Sir Albert’s Capita headache set to continue

🕔31.Dec 2013

A petition has been launched on the Birmingham City Council website for the Service Birmingham contract with Capita to be made available for public scrutiny.

The petition requests that this be done so online and with “the minimum of redaction”, citing a similar case in Barnet as precedent for the move. As of publication the post currently has 52 signatories after five days.

David Bailey, Professor of Industrial Strategy at the Aston Business School and columnist at The Birmingham Post, author of the petition, writes:

“This petition is needed so as to ensure greater transparency and openness around the outsourcing of the Service Birmingham contract and therefore enable proper public scrutiny and discussion. It would bring Birmingham into line with other councils – such as Barnet which has done this with its Capita contract.”

The Professor has been a vocal opponent of the Capita contract. In the last few months, he has used his platform on the Birmingham Post to repeatedly criticise the contract’s secrecy, stating as much in his latest blog on the issue:

“Of course, over the last year or so I have been pressing the point here in my blogs that the Service Birmingham Rolls-Royce (Capita to you and me) is costing the City Council at least £120m a year.”

Bailey’s latest move is a significant watershed in the growing opposition against the contract. For some time, opponents such as Councillor John Clancy have aired their grievances, but stayed their hand on action. The petition marks a change.

It offers a rallying point for opponents to publicly demonstrate their position. The question of who signs the petition will be extremely telling.

As such, the petition has potential to cause embarrassment for the Labour leadership. On the release of a similar contract with Capita, the Barnet Council issued this statement:

 “The council is legally and contractually obliged to redact information that Capita has designated as confidential and commercially prejudicial. This is also consistent with statutory guidance from the Information Commissioner’s Office.

“However in the interests of transparency, Capita has agreed to waive its right to keep confidential much of the information defined in the contract as commercially sensitive and confidential, so that more information is in the public domain.”

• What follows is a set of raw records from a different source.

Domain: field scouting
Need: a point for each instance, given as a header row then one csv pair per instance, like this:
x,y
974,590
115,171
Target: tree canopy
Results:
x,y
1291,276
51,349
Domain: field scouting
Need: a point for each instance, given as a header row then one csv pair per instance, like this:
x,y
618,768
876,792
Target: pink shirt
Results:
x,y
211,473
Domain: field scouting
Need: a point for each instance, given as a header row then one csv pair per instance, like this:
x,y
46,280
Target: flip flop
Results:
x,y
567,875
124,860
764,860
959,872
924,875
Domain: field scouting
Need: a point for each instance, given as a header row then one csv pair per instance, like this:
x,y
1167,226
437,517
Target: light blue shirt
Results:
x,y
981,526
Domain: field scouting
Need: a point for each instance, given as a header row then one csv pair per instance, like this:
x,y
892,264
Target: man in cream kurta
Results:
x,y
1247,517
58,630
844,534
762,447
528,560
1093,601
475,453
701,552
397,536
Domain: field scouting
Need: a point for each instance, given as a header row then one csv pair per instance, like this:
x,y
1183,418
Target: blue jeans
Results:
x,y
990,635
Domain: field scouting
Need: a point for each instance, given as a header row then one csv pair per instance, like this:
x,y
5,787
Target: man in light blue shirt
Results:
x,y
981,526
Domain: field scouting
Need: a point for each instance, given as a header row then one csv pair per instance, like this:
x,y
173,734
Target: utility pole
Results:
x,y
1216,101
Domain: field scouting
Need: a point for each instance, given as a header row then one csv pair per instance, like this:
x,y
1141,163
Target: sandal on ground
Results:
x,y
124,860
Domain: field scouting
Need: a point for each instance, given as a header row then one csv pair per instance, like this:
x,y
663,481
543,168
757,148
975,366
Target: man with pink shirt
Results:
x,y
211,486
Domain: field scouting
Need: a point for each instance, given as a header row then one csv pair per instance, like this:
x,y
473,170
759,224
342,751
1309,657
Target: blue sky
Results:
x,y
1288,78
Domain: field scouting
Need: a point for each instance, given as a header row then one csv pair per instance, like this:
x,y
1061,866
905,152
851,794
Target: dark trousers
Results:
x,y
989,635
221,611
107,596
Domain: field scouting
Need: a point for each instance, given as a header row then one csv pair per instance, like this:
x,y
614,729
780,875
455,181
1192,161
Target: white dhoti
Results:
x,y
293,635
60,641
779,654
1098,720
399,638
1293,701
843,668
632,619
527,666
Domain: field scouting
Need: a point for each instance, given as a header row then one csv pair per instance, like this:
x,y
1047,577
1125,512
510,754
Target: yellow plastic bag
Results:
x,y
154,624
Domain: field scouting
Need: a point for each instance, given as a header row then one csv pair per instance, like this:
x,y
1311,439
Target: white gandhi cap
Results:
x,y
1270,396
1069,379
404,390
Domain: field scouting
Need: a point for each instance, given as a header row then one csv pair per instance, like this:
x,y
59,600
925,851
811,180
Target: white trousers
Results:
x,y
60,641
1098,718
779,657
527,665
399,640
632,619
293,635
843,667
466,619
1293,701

No matter how many times the Council leadership attempts to dampen questions about the contract, one question will remain: why not follow Barnet’s example and publish the Birmingham contract?

The Capita contracts are becoming totemic in an emerging battle within the Labour group. For his part Sir Albert Bore has,  to some extent, brought the problem on himself. The continual talk of Armageddon and the Jaws of Doom (shrinking budgets, rising demand) and suggestion of wholesale ‘decommissioning of services’ has created the conditions of animosity towards the private sector provider.

It’s undoubtedly tough for Labour Councillors to stomach cuts to local bricks and mortar services (such as the closing of Moseley Road Baths) while a private sector operator is seemingly making large profits.

To quote my esteemed colleague Paul Dale:

“Will Capita’s ‘special relationship’ with Birmingham council come to an end in 2014? Don’t bet on it.”

It may not come to an end, but it will certainly cause even bigger headaches in the year ahead.